Reinhilde Veugelers investigates the patterns of worldwide research and development spending in a Policy Contribution for the European think-tank Bruegel: "The World Innovation Landscape: Asia Rising?" The results are a useful reminder that thinking of China and the rest of the emerging economies as depending on low wages to drive their economic growth is so very 20th century. In this century, China in particular is staking its future economic growth on R&D spending and innovation.
As a starting point, consider snapshots of global R&D spending in 1999 and in 2009. The share of global R&D spending done by the United States, the European Union, and Japan is falling, while the share done by China, South Korea, and other emerging economies is rising.
Looking at individual countries, China has now outstripped Japan for second place in global R&D spending, and China's R&D spending is similar to that of Germany, France, and Italy combined.
Veugelers looks more closely at the group of seven countries that together account for about 71% of global R&D spending. Here is how much they spend on R&D as a percentage of their economies: by this measure, the U.S. economy does not especially stand out.
Veugelers also takes a more detailed look at government and private R&D spending in these seven countries, and finds some intriguing differences in priorities. For example, more than half of all U.S. government R&D spending goes to defense, a far higher share than any of these other countries. The U.S. government also commits a larger share of its R&D budget to health. South Korea and Germany stand out for having a greater share of their government R&D focuses on industrial production and technology. And a number of countries devote a larger share of their government R&D to the "Other" category, which includes "earth and space, transport, telecommunications, agriculture, education, culture, political systems."
In the private sector, a greater share of the U.S. private-sector R&D happens in the services sector, while the private sector in other countries focuses more of its R&D spending on machinery and equipment.

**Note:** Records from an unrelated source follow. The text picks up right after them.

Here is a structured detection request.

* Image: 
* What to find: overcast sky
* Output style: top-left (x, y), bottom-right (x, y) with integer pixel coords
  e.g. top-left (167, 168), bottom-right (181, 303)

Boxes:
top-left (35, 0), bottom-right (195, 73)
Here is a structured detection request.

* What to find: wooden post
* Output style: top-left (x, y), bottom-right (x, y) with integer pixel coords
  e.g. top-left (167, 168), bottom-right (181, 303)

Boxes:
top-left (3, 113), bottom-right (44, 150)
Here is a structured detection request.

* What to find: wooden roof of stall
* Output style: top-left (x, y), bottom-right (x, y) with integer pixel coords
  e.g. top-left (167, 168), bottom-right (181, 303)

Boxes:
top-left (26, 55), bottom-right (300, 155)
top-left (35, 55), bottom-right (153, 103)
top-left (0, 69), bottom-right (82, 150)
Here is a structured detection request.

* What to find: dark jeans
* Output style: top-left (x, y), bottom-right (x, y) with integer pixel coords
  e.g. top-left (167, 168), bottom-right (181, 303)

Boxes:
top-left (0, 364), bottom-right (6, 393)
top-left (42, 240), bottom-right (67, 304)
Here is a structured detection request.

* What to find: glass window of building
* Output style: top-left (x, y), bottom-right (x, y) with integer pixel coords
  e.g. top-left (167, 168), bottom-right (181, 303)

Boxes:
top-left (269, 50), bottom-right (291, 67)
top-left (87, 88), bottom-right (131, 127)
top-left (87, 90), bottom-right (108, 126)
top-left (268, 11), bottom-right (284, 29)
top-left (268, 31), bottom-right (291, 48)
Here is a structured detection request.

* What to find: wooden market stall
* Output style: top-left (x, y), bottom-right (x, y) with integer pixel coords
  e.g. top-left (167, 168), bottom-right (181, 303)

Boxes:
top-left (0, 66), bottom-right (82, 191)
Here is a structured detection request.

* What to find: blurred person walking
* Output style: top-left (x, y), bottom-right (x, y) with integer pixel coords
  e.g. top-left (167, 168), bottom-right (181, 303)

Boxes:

It's worth remembering that there's a lot more to innovation than just research and development spending. Yes, a nation that is the home of new innovation probably receives a disproportionate share of the gains in productivity as a result. But innovative discoveries can flow across national borders.The true economic gains from innovation are not from a discovery in a laboratory, but rather from the economic flexibility that translates the discovery into new products and jobs.